Democracy Now! special – an in-depth look at Suharto’s brutal thirty-year reign and the role of the United States in shoring him up. Suharto rose to power in 1965, killing up to a million Indonesians. Hundreds of thousands of more people died during the U.S.-supported Indonesian invasion and occupation of East Timor. Tens of thousands also died in West Papua and Aceh. On Sunday, Cameron Hume, U.S. Ambassador to Indonesia, said “Though there may be some controversy over his legacy, President Suharto was a historic figure who left a lasting imprint on Indonesia and the region of Southeast Asia.”

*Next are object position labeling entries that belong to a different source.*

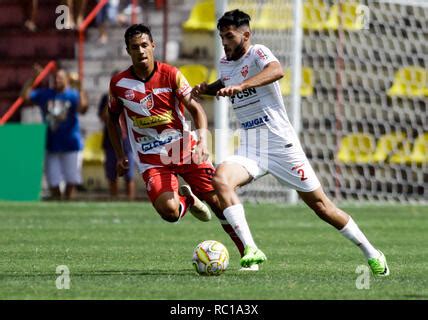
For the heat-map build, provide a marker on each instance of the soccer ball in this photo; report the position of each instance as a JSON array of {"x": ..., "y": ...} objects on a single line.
[{"x": 210, "y": 258}]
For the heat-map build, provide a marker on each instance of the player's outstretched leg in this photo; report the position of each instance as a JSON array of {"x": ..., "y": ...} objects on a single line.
[
  {"x": 252, "y": 256},
  {"x": 197, "y": 207},
  {"x": 227, "y": 178},
  {"x": 213, "y": 201},
  {"x": 327, "y": 211}
]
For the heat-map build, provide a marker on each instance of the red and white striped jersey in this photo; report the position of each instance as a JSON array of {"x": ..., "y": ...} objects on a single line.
[{"x": 154, "y": 115}]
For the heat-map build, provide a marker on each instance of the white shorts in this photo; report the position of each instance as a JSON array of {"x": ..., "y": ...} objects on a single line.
[
  {"x": 288, "y": 164},
  {"x": 63, "y": 166}
]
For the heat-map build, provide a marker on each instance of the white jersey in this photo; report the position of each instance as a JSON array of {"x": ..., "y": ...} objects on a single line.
[
  {"x": 261, "y": 106},
  {"x": 269, "y": 143}
]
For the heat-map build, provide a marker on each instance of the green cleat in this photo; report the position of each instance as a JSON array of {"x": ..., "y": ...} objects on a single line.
[
  {"x": 198, "y": 208},
  {"x": 379, "y": 266},
  {"x": 252, "y": 256}
]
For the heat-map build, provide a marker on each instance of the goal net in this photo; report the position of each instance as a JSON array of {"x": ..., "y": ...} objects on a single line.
[{"x": 363, "y": 94}]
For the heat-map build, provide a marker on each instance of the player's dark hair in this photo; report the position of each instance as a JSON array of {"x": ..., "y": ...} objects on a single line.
[
  {"x": 137, "y": 29},
  {"x": 234, "y": 18}
]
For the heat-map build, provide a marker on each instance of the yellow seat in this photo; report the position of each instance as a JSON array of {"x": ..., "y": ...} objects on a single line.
[
  {"x": 393, "y": 144},
  {"x": 351, "y": 17},
  {"x": 194, "y": 73},
  {"x": 275, "y": 15},
  {"x": 212, "y": 76},
  {"x": 410, "y": 81},
  {"x": 306, "y": 86},
  {"x": 314, "y": 15},
  {"x": 202, "y": 17},
  {"x": 93, "y": 151},
  {"x": 420, "y": 149},
  {"x": 356, "y": 148}
]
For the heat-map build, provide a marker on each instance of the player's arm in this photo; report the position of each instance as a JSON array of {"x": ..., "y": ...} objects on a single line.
[
  {"x": 198, "y": 114},
  {"x": 270, "y": 73},
  {"x": 115, "y": 136},
  {"x": 207, "y": 89}
]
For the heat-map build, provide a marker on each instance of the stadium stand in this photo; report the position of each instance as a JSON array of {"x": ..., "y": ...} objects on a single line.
[
  {"x": 411, "y": 81},
  {"x": 20, "y": 48},
  {"x": 306, "y": 86}
]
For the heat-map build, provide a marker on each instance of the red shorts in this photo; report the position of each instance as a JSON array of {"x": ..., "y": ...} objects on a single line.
[{"x": 164, "y": 179}]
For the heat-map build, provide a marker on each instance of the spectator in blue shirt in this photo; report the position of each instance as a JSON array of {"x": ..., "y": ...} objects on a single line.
[{"x": 60, "y": 107}]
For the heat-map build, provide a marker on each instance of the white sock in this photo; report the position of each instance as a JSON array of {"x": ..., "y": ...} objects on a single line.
[
  {"x": 353, "y": 233},
  {"x": 235, "y": 215}
]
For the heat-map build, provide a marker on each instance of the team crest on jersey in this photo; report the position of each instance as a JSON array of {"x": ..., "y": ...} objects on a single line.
[
  {"x": 244, "y": 71},
  {"x": 129, "y": 94},
  {"x": 147, "y": 102},
  {"x": 261, "y": 54}
]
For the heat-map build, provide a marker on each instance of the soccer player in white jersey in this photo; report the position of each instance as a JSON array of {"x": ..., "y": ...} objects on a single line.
[{"x": 249, "y": 76}]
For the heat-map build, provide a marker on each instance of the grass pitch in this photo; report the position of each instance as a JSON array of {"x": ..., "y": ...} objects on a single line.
[{"x": 126, "y": 251}]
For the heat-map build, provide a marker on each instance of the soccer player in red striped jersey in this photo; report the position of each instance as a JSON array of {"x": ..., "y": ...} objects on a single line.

AMY GOODMAN: Suharto is dead. Indonesia’s brutal dictator rose to power in 1965, killing up to a million Indonesians. But despite presiding over some of the region’s worst human rights abuses, Suharto was never brought to justice and was able to live in peaceful retirement. He died in a hospital on Sunday after suffering multiple organ failure. He was eighty-six years old. On Monday, he was buried in the city of Solo in central Java in a state funeral with full military honors.
Human Rights Watch said Suharto had “gotten away with murder–another dictator who’s lived out his life in luxury and escaped justice.”
In addition to the million Indonesians killed during Suharto’s rise to power, hundreds of thousands of more people died during Indonesia’s 1975 invasion and quarter-of-a-century occupation of East Timor. Tens of thousands also died in the separatist regions of West Papua and Aceh.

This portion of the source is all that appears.